For example, suppose an itemset (Mini Paint Set Vintage;Picture Dominoes) has an absolute support 46, then the line corresponding to this frequent itemset in `patterns.txt` should be:

*46:Mini Paint Set Vintage;Picture Dominoes*

In [10]:
with open("patterns.txt","w") as patterns_file:
    for itemset in frequent_itemsets:
        support = frequent_itemsets[itemset]
        products = ';'.join(map(lambda x: id_to_item[x], itemset))
        patterns_file.write(f"{support}:{products}\n")

## 1.3 Recommendation (9 points)

**Task:** Imagine you should recommend 2 other products to a customer who added "Pack Of 6 Skull Paper Cups" and "Pack Of 20 Skull Paper Napkins" to the cart.

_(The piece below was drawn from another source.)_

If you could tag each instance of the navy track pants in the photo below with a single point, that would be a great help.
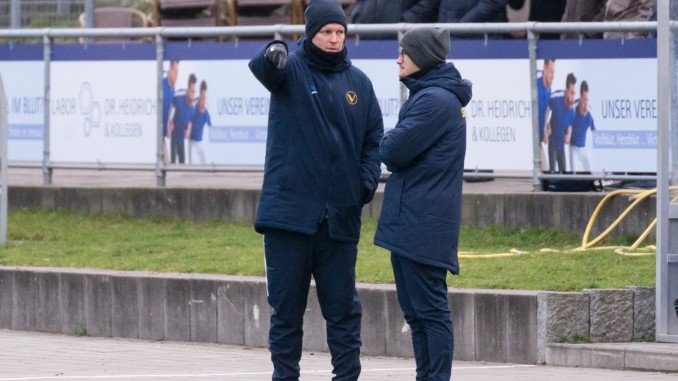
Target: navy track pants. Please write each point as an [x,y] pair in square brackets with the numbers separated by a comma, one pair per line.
[291,260]
[422,294]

Based on the results of the Apriori algorithm, implement an algorithm that returns 2 products to display to the customer on the website by maximizing the confidence that the customer will buy the product. (6 points)

**Report:** Explain your method (comments in code or summary) and display your recommendations with the confidence scores. (3 points)


In [11]:
#inputs

#list of product names
products = ["Pack Of 6 Skull Paper Cups", "Pack Of 20 Skull Paper Napkins"]
#amount of recommended products in the output
recommendation_amount = 2

#tuple after changing the product names to their ids and then sorting them
products = tuple(sorted(map(lambda x: item_to_id[x], products)))

#confidence is calculated by the support of the added products and 
# the potential recommendations divided by the support of the added products.
#basically: conf = support(products + recommendation)/support(products)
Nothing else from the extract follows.